Et, comme il s’apprêtait à faire jouer le commutateur, je lui retins le bras et lui glissai ces mots à l’oreille :

— Là !… là !… regardez…

Il colla son visage à la vitre de répulsite et demeura aussi impassible qu’un fakir…

— C’est curieux, fit-il enfin.

Puis après un instant :

— À n’en pas douter, cher ami, nous avons affaire à des fauves… Ces points lumineux, ce sont des yeux… je distingue même des formes noires qui rasent le sol…

À peine avait-il achevé ces mots qu’il s’éleva un chœur de sourds grognements…

Puis ce fut un furieux tapage…

Peut-être les monstres avaient-ils entendu le bruit de nos voix…

Maintenant nous devinions qu’ils glissaient vers nous…

— Je vais tâcher de les éloigner, dit le docteur Oméga, très calme comme toujours…

Et il tourna la manette d’ébène qui commandait la grosse ampoule de notre phare d’avant…

Un flot de lumière inonda la plaine…

Affolées, les bêtes qui nous entouraient, d’énormes panthères noires aux têtes plates et aux crocs luisants, se mirent à bondir furieusement en décrivant des courbes fantastiques, fonçant, plongeant, virant désespérément… puis elles disparurent dans les herbes, en proie à une terreur folle…

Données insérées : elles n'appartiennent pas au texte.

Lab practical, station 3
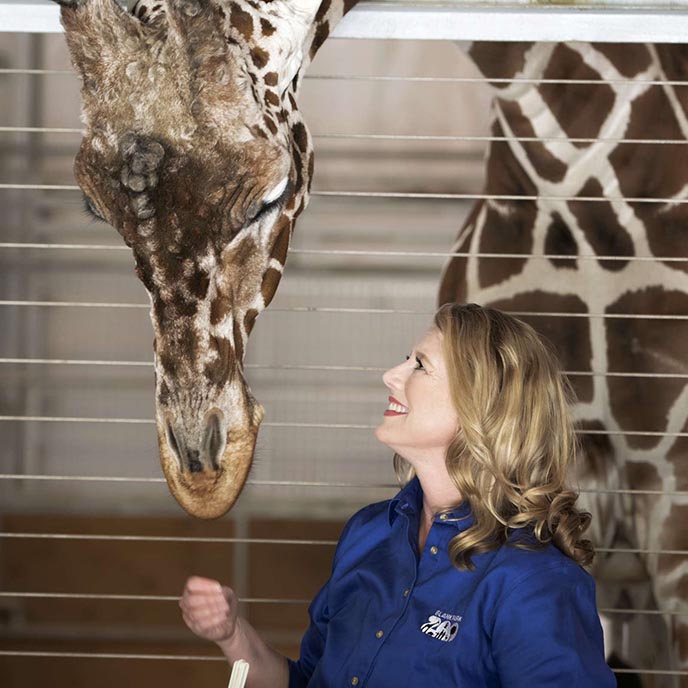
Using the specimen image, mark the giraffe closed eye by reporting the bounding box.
[247,177,293,225]
[82,194,106,222]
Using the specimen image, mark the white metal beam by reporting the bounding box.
[0,0,688,43]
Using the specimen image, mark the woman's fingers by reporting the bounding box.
[179,576,237,640]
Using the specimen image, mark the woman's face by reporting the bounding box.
[375,328,458,464]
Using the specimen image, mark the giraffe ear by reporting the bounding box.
[55,0,149,88]
[255,0,329,95]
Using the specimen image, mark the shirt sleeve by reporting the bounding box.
[288,581,329,688]
[492,568,616,688]
[287,510,364,688]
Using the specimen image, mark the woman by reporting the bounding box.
[180,304,616,688]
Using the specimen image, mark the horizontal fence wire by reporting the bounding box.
[0,126,688,146]
[0,473,688,497]
[6,183,688,204]
[5,67,688,87]
[0,650,688,676]
[0,531,688,557]
[0,650,676,676]
[0,590,688,617]
[0,415,688,437]
[0,300,688,320]
[0,590,310,600]
[0,358,688,380]
[0,241,688,263]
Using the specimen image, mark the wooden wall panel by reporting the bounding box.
[0,515,343,688]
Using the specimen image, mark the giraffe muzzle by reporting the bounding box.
[158,400,262,519]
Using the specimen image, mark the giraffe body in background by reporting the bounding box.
[51,0,688,676]
[439,43,688,685]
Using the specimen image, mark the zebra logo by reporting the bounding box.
[420,609,461,643]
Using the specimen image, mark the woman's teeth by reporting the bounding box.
[387,402,408,413]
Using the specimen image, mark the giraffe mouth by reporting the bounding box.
[158,406,263,519]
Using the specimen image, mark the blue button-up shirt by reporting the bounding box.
[289,479,616,688]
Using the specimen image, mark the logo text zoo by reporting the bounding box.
[420,609,461,643]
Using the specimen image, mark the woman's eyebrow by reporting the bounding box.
[415,351,432,365]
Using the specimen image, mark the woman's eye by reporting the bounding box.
[406,356,425,370]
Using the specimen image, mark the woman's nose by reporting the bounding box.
[382,363,404,390]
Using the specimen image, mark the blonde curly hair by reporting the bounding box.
[394,303,594,569]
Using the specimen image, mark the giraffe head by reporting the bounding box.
[55,0,317,518]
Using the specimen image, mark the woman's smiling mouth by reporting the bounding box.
[385,397,408,416]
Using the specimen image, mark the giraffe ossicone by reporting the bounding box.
[53,0,330,518]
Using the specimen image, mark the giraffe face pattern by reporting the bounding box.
[55,0,322,518]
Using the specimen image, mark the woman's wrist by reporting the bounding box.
[215,617,246,662]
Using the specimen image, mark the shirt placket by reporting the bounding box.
[348,507,440,688]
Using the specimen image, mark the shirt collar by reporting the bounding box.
[387,476,473,530]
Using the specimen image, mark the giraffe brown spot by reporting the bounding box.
[308,151,315,191]
[188,270,210,299]
[468,41,534,88]
[244,308,258,337]
[667,419,688,491]
[625,461,662,490]
[204,337,236,387]
[605,287,688,449]
[260,268,282,306]
[291,122,308,153]
[654,43,688,119]
[270,215,291,266]
[158,346,178,378]
[489,290,593,402]
[229,2,253,41]
[311,21,330,60]
[158,380,170,406]
[499,100,567,182]
[294,197,306,217]
[251,45,270,69]
[595,43,652,78]
[313,0,332,24]
[568,177,634,271]
[609,87,688,272]
[263,72,278,86]
[210,295,232,326]
[260,18,277,37]
[437,200,485,306]
[653,503,688,573]
[576,420,615,485]
[291,146,303,192]
[545,213,578,269]
[263,114,277,136]
[478,124,537,287]
[539,43,615,148]
[232,320,244,361]
[265,90,280,107]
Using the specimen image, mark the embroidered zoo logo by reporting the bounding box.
[420,609,461,643]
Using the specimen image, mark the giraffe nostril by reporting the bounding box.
[167,423,182,464]
[203,411,225,470]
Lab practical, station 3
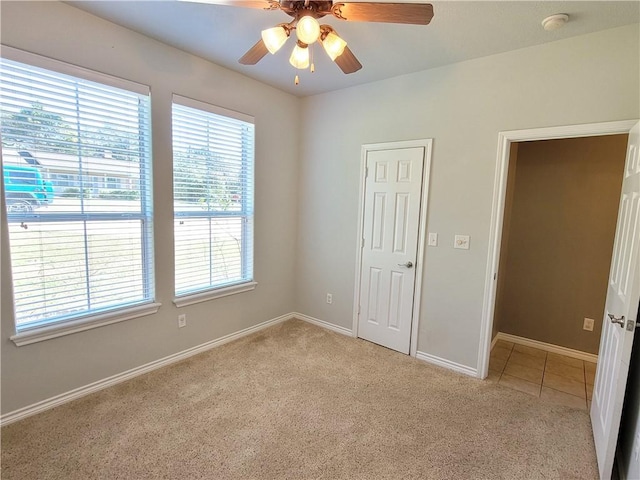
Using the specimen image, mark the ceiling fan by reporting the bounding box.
[186,0,433,84]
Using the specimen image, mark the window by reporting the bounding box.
[0,48,157,343]
[173,95,255,306]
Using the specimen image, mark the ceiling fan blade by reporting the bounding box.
[335,47,362,73]
[331,2,433,25]
[179,0,280,10]
[238,39,269,65]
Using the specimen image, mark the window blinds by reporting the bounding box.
[0,49,154,331]
[173,95,254,297]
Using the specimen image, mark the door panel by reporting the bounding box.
[358,147,425,353]
[591,124,640,479]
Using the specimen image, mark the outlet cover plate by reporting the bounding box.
[582,317,594,332]
[453,235,470,250]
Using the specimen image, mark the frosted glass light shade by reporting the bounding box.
[322,32,347,62]
[262,27,289,54]
[289,45,309,70]
[296,15,320,45]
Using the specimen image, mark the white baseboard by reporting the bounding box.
[492,332,598,363]
[0,313,298,426]
[291,312,353,337]
[416,352,478,377]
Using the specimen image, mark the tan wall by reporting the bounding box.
[494,135,627,353]
[491,142,520,339]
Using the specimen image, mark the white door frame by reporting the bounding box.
[351,138,433,357]
[478,120,638,378]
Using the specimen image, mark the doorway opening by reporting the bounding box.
[489,134,628,410]
[478,120,640,478]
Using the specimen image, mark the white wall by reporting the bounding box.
[296,21,640,369]
[0,2,300,413]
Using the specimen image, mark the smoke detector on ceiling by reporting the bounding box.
[542,13,569,30]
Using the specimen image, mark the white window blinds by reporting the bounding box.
[173,95,254,297]
[0,49,154,332]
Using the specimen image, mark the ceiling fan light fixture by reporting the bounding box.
[322,31,347,62]
[296,15,320,45]
[262,25,289,54]
[289,42,309,70]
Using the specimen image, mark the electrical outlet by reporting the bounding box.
[582,318,594,332]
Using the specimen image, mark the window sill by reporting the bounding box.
[11,303,162,347]
[173,282,258,308]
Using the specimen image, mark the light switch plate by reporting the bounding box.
[453,235,470,250]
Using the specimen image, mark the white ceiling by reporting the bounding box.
[66,0,640,96]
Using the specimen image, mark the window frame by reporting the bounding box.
[0,45,162,346]
[171,93,258,308]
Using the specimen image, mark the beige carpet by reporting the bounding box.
[2,320,597,480]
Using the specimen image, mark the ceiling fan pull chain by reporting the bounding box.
[307,45,316,73]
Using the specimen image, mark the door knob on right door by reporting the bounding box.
[607,313,625,328]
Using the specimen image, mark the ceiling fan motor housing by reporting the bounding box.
[280,0,333,18]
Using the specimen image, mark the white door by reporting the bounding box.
[591,124,640,479]
[358,147,425,354]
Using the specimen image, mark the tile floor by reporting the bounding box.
[489,340,596,410]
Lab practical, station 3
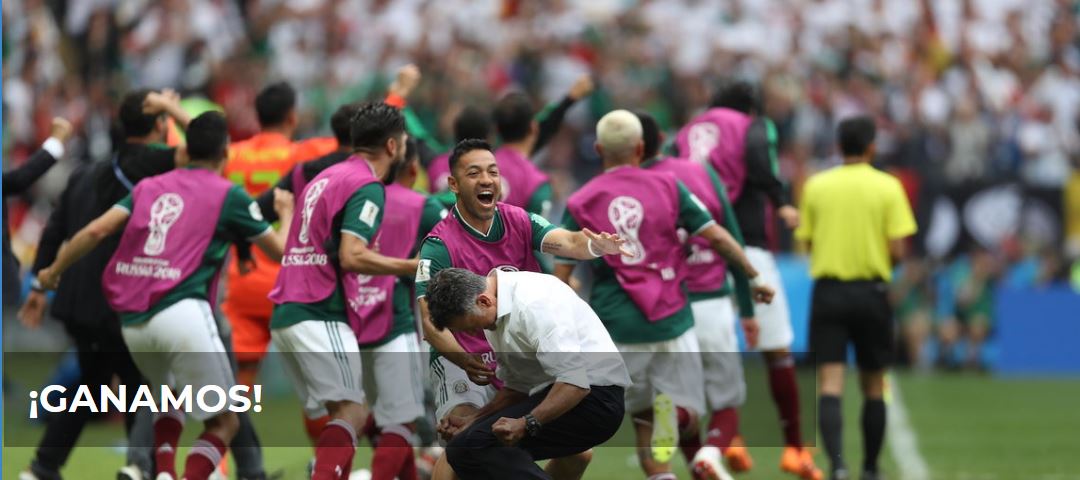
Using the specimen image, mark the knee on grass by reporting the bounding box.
[204,412,240,443]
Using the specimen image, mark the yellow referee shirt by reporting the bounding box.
[795,163,917,281]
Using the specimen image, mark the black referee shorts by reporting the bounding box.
[810,279,895,371]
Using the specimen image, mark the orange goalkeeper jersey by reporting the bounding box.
[222,132,337,330]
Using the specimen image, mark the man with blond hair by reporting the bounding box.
[555,110,773,480]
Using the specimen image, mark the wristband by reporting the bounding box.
[585,239,604,258]
[522,413,542,437]
[41,136,64,160]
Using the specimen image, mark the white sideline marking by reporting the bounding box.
[886,375,930,480]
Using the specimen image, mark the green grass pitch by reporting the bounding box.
[2,374,1080,480]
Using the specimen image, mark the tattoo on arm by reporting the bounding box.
[540,240,563,253]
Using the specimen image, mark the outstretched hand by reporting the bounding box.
[581,228,634,256]
[751,285,777,305]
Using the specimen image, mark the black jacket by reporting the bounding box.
[31,162,120,330]
[32,144,175,331]
[2,149,56,306]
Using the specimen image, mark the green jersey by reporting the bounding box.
[113,177,272,325]
[362,196,447,347]
[416,206,558,298]
[270,183,386,329]
[557,182,715,344]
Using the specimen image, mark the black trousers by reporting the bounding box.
[810,279,895,371]
[446,386,625,480]
[31,324,145,478]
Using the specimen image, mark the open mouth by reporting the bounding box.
[476,190,495,206]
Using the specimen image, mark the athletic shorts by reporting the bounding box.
[270,320,364,418]
[745,246,795,351]
[121,298,235,422]
[810,280,895,371]
[430,355,499,421]
[690,296,746,412]
[616,329,705,416]
[360,332,424,427]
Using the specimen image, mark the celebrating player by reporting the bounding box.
[39,111,293,480]
[342,138,446,480]
[635,111,757,478]
[416,139,622,477]
[555,110,772,480]
[270,103,416,479]
[676,81,822,480]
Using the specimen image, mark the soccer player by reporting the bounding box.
[676,81,821,480]
[428,105,491,194]
[555,110,772,480]
[270,103,417,479]
[221,82,315,385]
[342,138,446,480]
[38,112,293,480]
[635,111,757,479]
[416,139,621,475]
[491,76,593,218]
[795,117,918,480]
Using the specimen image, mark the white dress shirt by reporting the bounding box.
[484,270,630,395]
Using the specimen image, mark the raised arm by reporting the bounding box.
[531,74,593,154]
[540,228,633,259]
[38,206,131,290]
[338,232,417,277]
[254,188,296,262]
[3,117,71,197]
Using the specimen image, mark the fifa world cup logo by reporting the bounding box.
[299,178,330,243]
[687,122,720,165]
[143,194,184,256]
[608,196,645,265]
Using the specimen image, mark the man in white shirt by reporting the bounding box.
[427,268,630,480]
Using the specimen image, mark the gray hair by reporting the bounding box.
[426,268,487,330]
[596,110,642,158]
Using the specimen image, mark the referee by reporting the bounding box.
[795,117,917,480]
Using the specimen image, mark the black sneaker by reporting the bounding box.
[828,467,851,480]
[859,471,885,480]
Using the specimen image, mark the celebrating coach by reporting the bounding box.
[427,268,630,480]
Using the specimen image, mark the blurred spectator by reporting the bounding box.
[890,257,933,370]
[937,248,1000,369]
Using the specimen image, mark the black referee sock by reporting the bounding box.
[863,399,886,474]
[818,395,843,471]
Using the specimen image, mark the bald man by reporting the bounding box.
[555,110,773,480]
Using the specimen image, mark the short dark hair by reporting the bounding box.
[710,80,759,115]
[836,116,877,157]
[454,106,491,142]
[120,89,161,136]
[187,110,229,162]
[330,103,360,147]
[449,138,491,174]
[255,82,296,128]
[634,110,660,160]
[349,102,405,150]
[491,92,534,142]
[424,268,487,330]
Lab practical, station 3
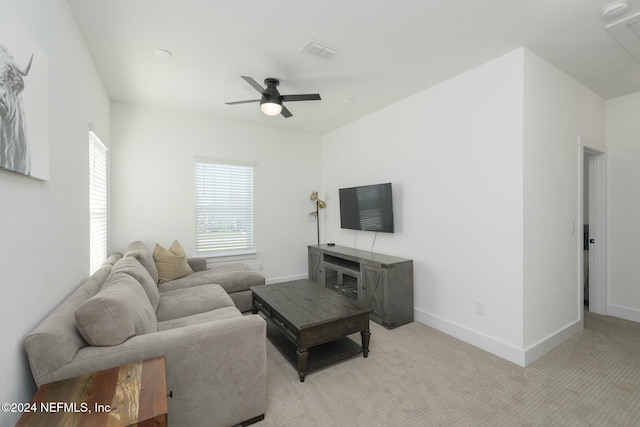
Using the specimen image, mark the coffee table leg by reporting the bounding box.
[360,329,371,357]
[296,347,309,383]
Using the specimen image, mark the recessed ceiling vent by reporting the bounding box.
[300,39,340,61]
[606,12,640,61]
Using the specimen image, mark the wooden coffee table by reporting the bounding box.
[251,280,371,382]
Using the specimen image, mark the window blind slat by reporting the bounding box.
[89,132,107,274]
[195,161,253,252]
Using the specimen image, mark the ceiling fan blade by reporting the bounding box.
[225,99,260,105]
[280,93,321,102]
[280,105,293,119]
[240,76,264,93]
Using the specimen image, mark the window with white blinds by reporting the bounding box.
[89,132,107,274]
[195,159,253,255]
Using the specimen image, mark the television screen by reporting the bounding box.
[339,183,393,233]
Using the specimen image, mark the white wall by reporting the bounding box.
[0,0,110,426]
[321,50,523,363]
[524,50,604,362]
[110,103,320,282]
[606,92,640,322]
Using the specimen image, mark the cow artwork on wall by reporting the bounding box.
[0,7,49,180]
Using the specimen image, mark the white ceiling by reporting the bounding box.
[67,0,640,134]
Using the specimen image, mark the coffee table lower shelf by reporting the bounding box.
[266,318,362,378]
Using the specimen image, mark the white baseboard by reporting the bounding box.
[414,308,525,366]
[265,274,309,285]
[524,320,584,366]
[607,304,640,323]
[414,308,583,367]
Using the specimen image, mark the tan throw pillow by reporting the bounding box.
[153,240,193,283]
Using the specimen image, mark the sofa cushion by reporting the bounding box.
[124,240,158,283]
[75,273,158,346]
[156,285,235,322]
[158,263,265,294]
[111,256,160,311]
[24,253,122,386]
[153,240,193,283]
[158,307,242,332]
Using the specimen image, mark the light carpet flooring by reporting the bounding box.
[254,313,640,427]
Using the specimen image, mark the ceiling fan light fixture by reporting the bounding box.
[600,0,629,18]
[260,101,282,116]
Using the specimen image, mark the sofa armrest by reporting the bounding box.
[39,315,266,426]
[187,258,207,272]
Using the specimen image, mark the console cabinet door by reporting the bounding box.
[362,264,389,325]
[309,248,324,286]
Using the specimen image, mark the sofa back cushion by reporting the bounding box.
[124,240,158,283]
[153,240,193,283]
[111,256,160,311]
[24,253,122,386]
[75,272,158,346]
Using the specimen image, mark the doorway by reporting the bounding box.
[580,144,607,315]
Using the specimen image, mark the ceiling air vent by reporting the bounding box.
[606,12,640,61]
[300,40,340,60]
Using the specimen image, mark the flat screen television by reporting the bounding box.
[339,182,393,233]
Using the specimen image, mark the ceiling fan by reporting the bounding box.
[226,76,321,118]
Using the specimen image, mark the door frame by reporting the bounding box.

Bientôt un grand silence régna sur la plaine… les fauves avaient regagné leurs tanières.

J’étais d’avis de faire mettre le moteur en marche et de continuer notre route, mais le docteur s’y opposa :

— Est-il donc utile de courir au devant de nouveaux dangers, fit-il… Vous avez vu avec quelle facilité nous avons éloigné ces fauves… nous n’avons plus à redouter leur visite… d’ailleurs, s’ils revenaient, nous les recevrions avec quelques-uns de nos pétards…

Et le savant me frappa familièrement sur l’épaule en disant :

— Allez dormir un peu, monsieur Borel, je vais prendre le quart…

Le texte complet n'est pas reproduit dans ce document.